Só quatro entre os 55 nomes da "lista de Janot" viraram réus no STF

Aníbal Gomes, Eduardo Cunha, Gleisi Hoffmann e Nelson Meurer são os únicos que respondem à ação penal a partir da primeira relação de políticos investigados em decorrência da Lava-Jato  

Só quatro entre os 55 nomes da "lista de Janot" viraram réus no STF José Cruz/Agência Brasil
Foto: José Cruz / Agência Brasil

Eram 20h38min de uma abafada sexta-feira que parecia não ter fim em Brasília. Naquele 6 de março de 2015, um ano após a Lava-Jato ser deflagrada, finalmente acabava o suspense em torno da identidade dos figurões do poder envolvidos no maior esquema de corrupção e lavagem de dinheiro do país.

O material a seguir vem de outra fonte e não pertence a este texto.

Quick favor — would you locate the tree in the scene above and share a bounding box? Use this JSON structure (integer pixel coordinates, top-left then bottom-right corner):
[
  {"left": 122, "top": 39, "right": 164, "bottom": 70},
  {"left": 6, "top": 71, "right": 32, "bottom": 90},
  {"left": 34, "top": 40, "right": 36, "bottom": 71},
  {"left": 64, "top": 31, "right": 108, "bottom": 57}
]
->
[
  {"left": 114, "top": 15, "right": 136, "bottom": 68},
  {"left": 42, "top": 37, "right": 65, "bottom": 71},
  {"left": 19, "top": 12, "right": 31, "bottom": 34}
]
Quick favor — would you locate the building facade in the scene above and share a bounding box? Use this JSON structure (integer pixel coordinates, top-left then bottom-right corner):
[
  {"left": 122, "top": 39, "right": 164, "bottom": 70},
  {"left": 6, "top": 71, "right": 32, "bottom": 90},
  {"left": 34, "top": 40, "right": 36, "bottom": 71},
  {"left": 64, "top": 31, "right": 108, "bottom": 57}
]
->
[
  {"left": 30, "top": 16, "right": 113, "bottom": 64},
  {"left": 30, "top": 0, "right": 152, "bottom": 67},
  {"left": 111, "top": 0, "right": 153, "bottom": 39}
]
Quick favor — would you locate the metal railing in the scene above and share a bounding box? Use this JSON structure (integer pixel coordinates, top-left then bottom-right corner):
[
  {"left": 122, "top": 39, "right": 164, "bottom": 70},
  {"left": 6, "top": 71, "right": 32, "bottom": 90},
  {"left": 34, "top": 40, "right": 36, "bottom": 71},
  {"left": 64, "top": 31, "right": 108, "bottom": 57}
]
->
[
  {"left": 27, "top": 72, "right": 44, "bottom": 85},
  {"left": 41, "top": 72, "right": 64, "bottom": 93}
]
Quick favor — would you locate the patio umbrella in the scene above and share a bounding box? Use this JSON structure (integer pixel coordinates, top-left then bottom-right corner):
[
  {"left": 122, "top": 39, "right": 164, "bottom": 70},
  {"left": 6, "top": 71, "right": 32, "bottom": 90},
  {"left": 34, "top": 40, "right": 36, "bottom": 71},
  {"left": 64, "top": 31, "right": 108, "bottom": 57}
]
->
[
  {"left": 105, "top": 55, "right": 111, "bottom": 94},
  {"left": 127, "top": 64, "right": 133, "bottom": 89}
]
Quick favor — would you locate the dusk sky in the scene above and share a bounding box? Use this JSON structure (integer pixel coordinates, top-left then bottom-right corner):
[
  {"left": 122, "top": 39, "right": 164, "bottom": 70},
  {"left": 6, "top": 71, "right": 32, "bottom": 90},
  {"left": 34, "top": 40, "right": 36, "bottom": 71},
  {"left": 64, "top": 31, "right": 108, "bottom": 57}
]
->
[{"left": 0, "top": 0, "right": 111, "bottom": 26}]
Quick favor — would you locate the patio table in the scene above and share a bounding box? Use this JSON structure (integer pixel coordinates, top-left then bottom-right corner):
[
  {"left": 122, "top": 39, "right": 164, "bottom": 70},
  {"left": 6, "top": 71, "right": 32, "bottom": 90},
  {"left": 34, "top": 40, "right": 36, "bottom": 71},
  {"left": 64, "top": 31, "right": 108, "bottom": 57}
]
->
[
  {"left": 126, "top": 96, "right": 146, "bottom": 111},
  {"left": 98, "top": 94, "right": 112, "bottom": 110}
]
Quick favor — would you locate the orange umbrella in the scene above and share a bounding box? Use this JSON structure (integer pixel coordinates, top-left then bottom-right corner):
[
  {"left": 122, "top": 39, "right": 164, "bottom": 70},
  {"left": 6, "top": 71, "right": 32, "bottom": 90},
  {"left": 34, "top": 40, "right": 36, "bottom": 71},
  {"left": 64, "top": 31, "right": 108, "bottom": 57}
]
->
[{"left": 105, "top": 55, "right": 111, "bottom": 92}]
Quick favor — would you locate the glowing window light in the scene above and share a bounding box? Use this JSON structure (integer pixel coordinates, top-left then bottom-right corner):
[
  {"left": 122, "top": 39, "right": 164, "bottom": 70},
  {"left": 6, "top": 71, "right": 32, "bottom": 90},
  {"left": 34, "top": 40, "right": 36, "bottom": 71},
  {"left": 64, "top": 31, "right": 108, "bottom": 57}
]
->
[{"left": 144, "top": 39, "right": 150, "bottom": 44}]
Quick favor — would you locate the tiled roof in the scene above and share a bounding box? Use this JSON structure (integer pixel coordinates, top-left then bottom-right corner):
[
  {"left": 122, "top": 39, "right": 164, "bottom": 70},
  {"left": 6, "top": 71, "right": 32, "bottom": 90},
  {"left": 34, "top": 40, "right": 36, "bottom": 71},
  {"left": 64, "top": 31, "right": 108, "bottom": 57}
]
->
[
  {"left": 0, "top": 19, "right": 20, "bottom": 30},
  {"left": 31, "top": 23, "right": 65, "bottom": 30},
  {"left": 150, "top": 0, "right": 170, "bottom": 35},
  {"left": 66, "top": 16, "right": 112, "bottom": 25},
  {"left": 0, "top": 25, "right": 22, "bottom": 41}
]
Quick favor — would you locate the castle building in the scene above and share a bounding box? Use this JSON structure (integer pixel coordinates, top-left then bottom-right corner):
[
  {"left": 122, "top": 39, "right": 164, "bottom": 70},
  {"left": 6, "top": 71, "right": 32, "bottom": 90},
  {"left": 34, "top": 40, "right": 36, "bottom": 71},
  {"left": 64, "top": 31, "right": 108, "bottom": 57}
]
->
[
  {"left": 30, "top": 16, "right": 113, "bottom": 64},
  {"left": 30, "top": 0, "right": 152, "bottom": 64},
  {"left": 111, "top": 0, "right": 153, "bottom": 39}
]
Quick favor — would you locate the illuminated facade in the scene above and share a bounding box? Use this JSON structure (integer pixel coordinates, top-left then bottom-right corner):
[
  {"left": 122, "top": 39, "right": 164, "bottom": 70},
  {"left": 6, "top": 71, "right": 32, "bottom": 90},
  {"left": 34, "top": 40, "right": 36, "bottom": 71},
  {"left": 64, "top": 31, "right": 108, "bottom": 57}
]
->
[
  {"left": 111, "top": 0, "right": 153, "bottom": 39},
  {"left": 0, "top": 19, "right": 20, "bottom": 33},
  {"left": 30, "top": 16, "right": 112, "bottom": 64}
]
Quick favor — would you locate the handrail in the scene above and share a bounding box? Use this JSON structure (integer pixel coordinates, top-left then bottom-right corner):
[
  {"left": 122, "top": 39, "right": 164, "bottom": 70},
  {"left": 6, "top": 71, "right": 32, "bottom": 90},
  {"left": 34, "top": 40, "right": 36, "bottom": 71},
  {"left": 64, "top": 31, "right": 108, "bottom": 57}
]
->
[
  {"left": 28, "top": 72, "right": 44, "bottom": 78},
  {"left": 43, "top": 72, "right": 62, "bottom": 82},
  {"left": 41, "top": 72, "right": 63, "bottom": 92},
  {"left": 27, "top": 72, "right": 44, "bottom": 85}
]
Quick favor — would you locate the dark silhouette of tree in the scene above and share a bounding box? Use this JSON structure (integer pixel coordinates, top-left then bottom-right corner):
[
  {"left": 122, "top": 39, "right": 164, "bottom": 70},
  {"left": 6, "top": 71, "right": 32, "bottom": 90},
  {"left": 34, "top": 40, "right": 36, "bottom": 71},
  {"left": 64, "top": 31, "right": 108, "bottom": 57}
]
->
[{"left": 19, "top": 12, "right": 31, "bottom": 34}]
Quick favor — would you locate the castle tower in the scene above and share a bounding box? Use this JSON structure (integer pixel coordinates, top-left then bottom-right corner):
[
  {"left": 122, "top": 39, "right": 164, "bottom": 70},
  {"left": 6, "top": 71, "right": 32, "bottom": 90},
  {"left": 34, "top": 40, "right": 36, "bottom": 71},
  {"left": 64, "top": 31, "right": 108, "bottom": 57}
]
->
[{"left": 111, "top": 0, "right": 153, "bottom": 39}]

Acotovelados na sala de imprensa do Supremo Tribunal Federal (STF), repórteres revelavam um a um os nomes de 54 políticos e um lobista citados nas apurações preliminares do procurador-geral da República, Rodrigo Janot. Dois anos depois e às vésperas de outro terremoto político vir a abalar o país com a divulgação das delações da Odebrecht, apenas quatro integrantes da famigerada "lista de Janot" se tornaram réus perante a Corte, mostra levantamento de ZH.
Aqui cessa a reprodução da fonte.